A practical workflow for serious MCMC use
If you are using MCMC on a real model rather than a classroom example, a disciplined workflow matters more than any single algorithmic trick.
- Write the model in terms of an explicit log posterior or log joint density.
- Understand the geometry you expect before sampling: constraints, funnels, correlations, multimodality, weak identification.
- Reparameterize aggressively when the geometry is poor. Centered versus non-centered parameterizations are a canonical example.
- Run multiple chains from different starting points.
- Inspect trace plots, ESS, , and sampler-specific warnings together rather than in isolation.
- Use posterior predictive checks and prior sensitivity analysis so that computational convergence is not mistaken for scientific adequacy.
This sequence keeps computational checks and model checks tied together.
What MCMC is, and what it is not
MCMC is not optimization. The chain does not search for the single best point; it estimates an entire distribution.
MCMC is not exact in finite time.
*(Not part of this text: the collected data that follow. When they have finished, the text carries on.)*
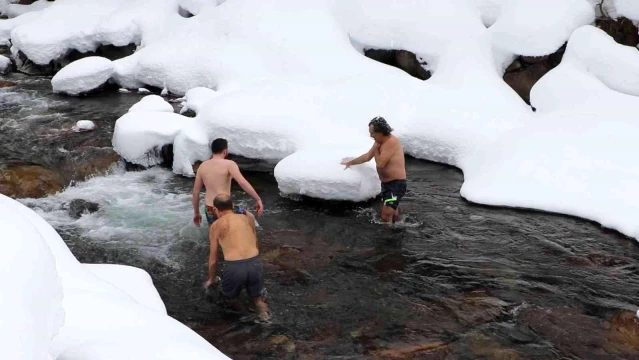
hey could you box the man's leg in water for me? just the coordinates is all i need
[246,256,271,321]
[381,204,395,223]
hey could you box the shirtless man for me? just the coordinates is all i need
[192,138,264,227]
[204,194,270,321]
[341,116,407,223]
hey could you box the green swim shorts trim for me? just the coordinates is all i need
[384,196,397,204]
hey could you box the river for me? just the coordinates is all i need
[2,70,639,359]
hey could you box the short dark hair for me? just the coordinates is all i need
[211,138,228,154]
[369,116,393,136]
[213,194,234,211]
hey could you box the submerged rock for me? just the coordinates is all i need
[67,199,100,218]
[0,164,63,198]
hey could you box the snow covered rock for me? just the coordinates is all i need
[490,0,595,56]
[2,194,231,360]
[0,194,64,360]
[275,148,381,202]
[0,54,11,74]
[180,87,217,115]
[51,57,114,96]
[4,0,52,18]
[562,25,639,96]
[72,120,96,132]
[615,0,639,22]
[129,95,174,113]
[113,112,192,167]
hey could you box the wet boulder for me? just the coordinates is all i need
[0,79,17,88]
[67,199,100,219]
[0,164,63,198]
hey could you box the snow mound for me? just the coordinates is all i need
[0,9,40,46]
[4,0,52,18]
[0,194,64,360]
[615,0,639,21]
[469,0,504,27]
[172,120,211,176]
[129,95,174,113]
[113,111,192,167]
[275,148,381,202]
[0,54,10,74]
[51,57,113,96]
[490,0,594,56]
[178,0,221,16]
[72,120,96,132]
[2,194,231,359]
[562,25,639,96]
[180,87,217,115]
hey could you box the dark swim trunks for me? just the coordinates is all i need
[381,179,407,209]
[204,205,246,225]
[220,255,265,298]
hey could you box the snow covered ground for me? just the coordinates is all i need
[0,194,230,359]
[2,0,639,242]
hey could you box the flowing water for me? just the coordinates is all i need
[3,73,639,359]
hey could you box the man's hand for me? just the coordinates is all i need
[255,199,264,216]
[203,277,217,289]
[341,159,352,170]
[193,213,202,227]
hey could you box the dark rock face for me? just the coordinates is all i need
[0,164,64,198]
[503,44,566,104]
[364,49,431,80]
[596,17,639,47]
[68,199,100,218]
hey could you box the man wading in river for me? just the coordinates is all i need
[192,138,264,227]
[204,194,271,322]
[341,116,407,223]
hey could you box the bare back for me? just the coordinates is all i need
[375,135,406,182]
[197,159,234,206]
[210,214,259,261]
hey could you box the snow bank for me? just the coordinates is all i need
[51,57,113,96]
[0,54,10,74]
[4,0,52,18]
[275,147,381,201]
[178,0,221,16]
[615,0,639,21]
[72,120,96,132]
[489,0,594,56]
[129,95,175,113]
[562,25,639,96]
[113,111,192,166]
[469,0,504,27]
[2,194,230,360]
[0,194,64,360]
[0,9,40,46]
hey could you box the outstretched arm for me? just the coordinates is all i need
[341,143,377,169]
[192,169,203,226]
[229,162,264,215]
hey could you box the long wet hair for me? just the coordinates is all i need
[369,116,393,136]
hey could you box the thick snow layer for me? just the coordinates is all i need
[180,87,217,115]
[469,0,504,27]
[0,54,10,73]
[275,147,381,202]
[4,0,52,18]
[51,57,113,96]
[461,117,639,240]
[615,0,639,21]
[489,0,594,56]
[0,194,64,360]
[3,194,230,359]
[72,120,96,132]
[178,0,220,16]
[113,111,192,166]
[0,9,40,46]
[84,264,167,314]
[129,95,175,113]
[563,26,639,96]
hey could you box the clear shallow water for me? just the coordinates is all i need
[4,73,639,359]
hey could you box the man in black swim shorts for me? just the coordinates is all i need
[204,194,270,321]
[342,116,407,223]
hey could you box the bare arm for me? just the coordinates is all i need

It is an asymptotic method whose practical success depends on mixing, tuning, and diagnostics.
MCMC is not primarily about random numbers. It is about building a transition rule whose long-run occupancy pattern matches the target distribution.
MCMC is also not uniquely Bayesian. The same machinery appears anywhere a difficult distribution must be explored by simulation. Bayesian inference simply gave it one of its most powerful and consequential homes.
The right mental model
If you remember only one thing, remember this:
MCMC is posterior integration by controlled stochastic movement.
The posterior defines a landscape. The transition kernel defines how you move across that landscape. Diagnostics tell you whether the movement is actually revealing the landscape or merely scribbling on one corner of it.
Once that mental model is clear, the major algorithms line up naturally:
- Metropolis-Hastings says: propose, score, accept or reject.
- Gibbs says: move by exact conditional draws.
- HMC says: use gradients and momentum to travel far without random-walk diffusion.
- NUTS says: choose trajectory length adaptively so the travel is efficient in practice.
The interactive Metropolis lab above is deliberately simple, but it makes the main point visible: sampling quality is about geometry, not just formulas.
Conclusion
MCMC replaces difficult integrals with a stochastic process whose stationary distribution is the target posterior. A chain is not useful just because it is valid on paper. It has to explore the posterior you care about on a timescale you can afford, and you have to verify that it did.
If you can read the density canvas, the trace plot, the empirical marginal, and the acceptance rule as different views of the same computation, the method becomes much easier to reason about. At that point MCMC stops feeling opaque and starts looking like what it is: a practical way to turn probability geometry into numerical answers.